Question  Can a quantitative measurement of retinopathy of prematurity severity be used over time to monitor disease regression after treatment?

Findings  In this cohort study of at-risk infants using data collected for the Imaging and Informatics in Retinopathy of Prematurity study, the quantitative retinopathy of prematurity vascular severity score developed using an automated deep learning–based plus disease classifier consistently reflected clinical disease posttreatment regression in 46 included eyes with laser or bevacizumab treatment.

Meaning  Tracking quantitative measurements of retinopathy of prematurity severity may be an effective method of following disease regression and identifying patients at risk for recurrence after retinopathy of prematurity treatment.


Importance  Retinopathy of prematurity (ROP) is a leading cause of childhood blindness worldwide, but treatment failure and disease recurrence are important causes of adverse outcomes in patients with treatment-requiring ROP (TR-ROP).

Objectives  To apply an automated ROP vascular severity score obtained using a deep learning algorithm and to assess its utility for objectively monitoring ROP regression after treatment.

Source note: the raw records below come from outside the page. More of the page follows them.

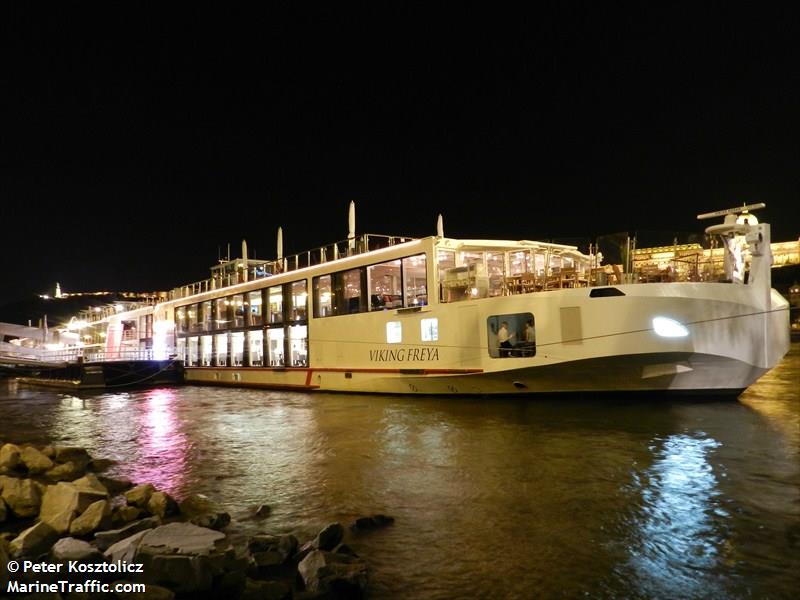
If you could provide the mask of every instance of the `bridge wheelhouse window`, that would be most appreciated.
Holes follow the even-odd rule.
[[[200,304],[200,329],[201,331],[211,331],[214,323],[214,314],[211,311],[211,300],[206,300]]]

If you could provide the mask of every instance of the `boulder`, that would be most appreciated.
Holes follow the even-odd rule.
[[[8,508],[6,508],[6,501],[0,497],[0,523],[8,518]]]
[[[0,446],[0,473],[7,473],[16,469],[21,460],[20,447],[15,444],[3,444]]]
[[[108,500],[98,500],[87,508],[69,526],[71,535],[88,535],[110,521],[111,505]]]
[[[191,523],[169,523],[147,532],[140,551],[149,549],[151,554],[192,554],[207,556],[217,549],[217,542],[225,534]]]
[[[95,473],[102,473],[115,464],[117,464],[117,461],[111,460],[110,458],[93,458],[89,463],[88,468],[90,471],[94,471]]]
[[[256,567],[274,567],[287,562],[297,552],[293,535],[256,535],[247,543]]]
[[[203,494],[188,496],[180,502],[178,509],[190,523],[198,527],[222,529],[231,522],[231,516]]]
[[[291,600],[292,589],[282,581],[257,581],[248,578],[239,600]]]
[[[79,465],[81,469],[85,470],[86,466],[91,462],[92,457],[86,451],[86,448],[76,447],[63,447],[56,448],[55,461],[59,463],[73,462]]]
[[[133,535],[121,539],[109,546],[103,555],[109,562],[117,562],[118,560],[133,562],[136,551],[139,549],[139,544],[142,543],[142,538],[145,535],[147,535],[147,530],[134,533]]]
[[[342,537],[344,537],[344,527],[341,523],[331,523],[317,534],[312,544],[318,550],[333,550],[341,543]]]
[[[103,562],[102,552],[92,546],[89,542],[84,542],[73,537],[58,540],[50,549],[50,555],[57,562]]]
[[[50,525],[58,535],[64,535],[69,532],[70,525],[77,516],[77,511],[67,509],[57,514],[51,514],[42,521]]]
[[[139,518],[142,511],[135,506],[117,506],[111,511],[111,524],[119,527]]]
[[[178,512],[178,503],[166,492],[153,492],[147,501],[147,510],[163,519]]]
[[[350,525],[350,530],[353,533],[361,533],[364,531],[371,531],[372,529],[379,529],[394,523],[394,517],[387,515],[372,515],[370,517],[359,517],[355,523]]]
[[[311,592],[362,598],[367,587],[366,563],[346,554],[313,550],[297,565],[297,571]]]
[[[152,496],[155,491],[156,488],[153,487],[153,484],[143,483],[125,492],[125,500],[131,506],[147,508],[147,501],[150,500],[150,496]]]
[[[94,539],[97,543],[97,547],[100,548],[100,550],[105,550],[136,533],[153,529],[159,525],[161,525],[161,520],[158,517],[148,517],[146,519],[139,519],[133,523],[128,523],[125,527],[119,529],[98,531],[94,534]]]
[[[133,487],[133,482],[130,479],[114,479],[113,477],[103,477],[101,475],[97,480],[105,486],[110,494],[119,494]]]
[[[56,449],[53,446],[42,446],[41,452],[50,460],[56,457]]]
[[[48,469],[44,476],[50,481],[73,481],[83,475],[84,471],[85,469],[78,463],[68,461]]]
[[[225,535],[191,523],[170,523],[123,540],[106,551],[111,560],[142,564],[137,581],[165,585],[178,594],[209,592],[214,578],[221,577],[229,564],[236,564],[233,548]]]
[[[6,444],[8,445],[8,444]],[[35,517],[39,514],[42,496],[32,479],[3,478],[2,498],[17,517]]]
[[[102,482],[97,478],[97,475],[94,473],[87,473],[80,479],[76,479],[72,482],[75,487],[83,488],[87,490],[94,490],[96,492],[101,492],[103,494],[108,494],[108,488],[102,484]]]
[[[28,473],[31,475],[44,473],[53,468],[53,461],[33,446],[26,446],[22,449],[20,460],[27,467]]]
[[[255,516],[263,519],[264,517],[268,517],[272,513],[272,508],[269,504],[261,504],[258,508],[256,508]]]
[[[47,486],[42,498],[42,521],[50,521],[65,511],[83,513],[89,506],[99,500],[107,500],[108,494],[90,488],[78,487],[74,483],[60,482]]]
[[[39,521],[11,540],[9,552],[13,557],[38,556],[46,552],[58,539],[58,534],[47,523]]]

Design, Setting, and Participants  This retrospective cohort study used data from the Imaging and Informatics in ROP consortium, which comprises 9 tertiary referral centers in North America that screen high volumes of at-risk infants for ROP. Images of 5255 clinical eye examinations from 871 infants performed between July 2011 and December 2016 were assessed for eligibility in the present study. The disease course was assessed with time across the numerous examinations for patients with TR-ROP. Infants born prematurely meeting screening criteria for ROP who developed TR-ROP and who had images captured within 4 weeks before and after treatment as well as at the time of treatment were included.

Main Outcomes and Measures  The primary outcome was mean (SD) ROP vascular severity score before, at time of, and after treatment. A deep learning classifier was used to assign a continuous ROP vascular severity score, which ranged from 1 (normal) to 9 (most severe), at each examination. A secondary outcome was the difference in ROP vascular severity score among eyes treated with laser or the vascular endothelial growth factor antagonist bevacizumab. Differences between groups for both outcomes were assessed using unpaired 2-tailed t tests with Bonferroni correction.

Results  Of 5255 examined eyes, 91 developed TR-ROP, of which 46 eyes met the inclusion criteria based on the available images. The mean (SD) birth weight of those patients was 653 (185) g, with a mean (SD) gestational age of 24.9 (1.3) weeks. The mean (SD) ROP vascular severity scores significantly increased 2 weeks prior to treatment (4.19 [1.75]), peaked at treatment (7.43 [1.89]), and decreased for at least 2 weeks after treatment (4.00 [1.88]) (all P < .001). Eyes requiring retreatment with laser had higher ROP vascular severity scores at the time of initial treatment compared with eyes receiving a single treatment (P < .001).

Conclusions and Relevance  This quantitative ROP vascular severity score appears to consistently reflect clinical disease progression and posttreatment regression in eyes with TR-ROP. These study results may have implications for the monitoring of patients with ROP for treatment failure and disease recurrence and for determining the appropriate level of disease severity for primary treatment in eyes with aggressive disease.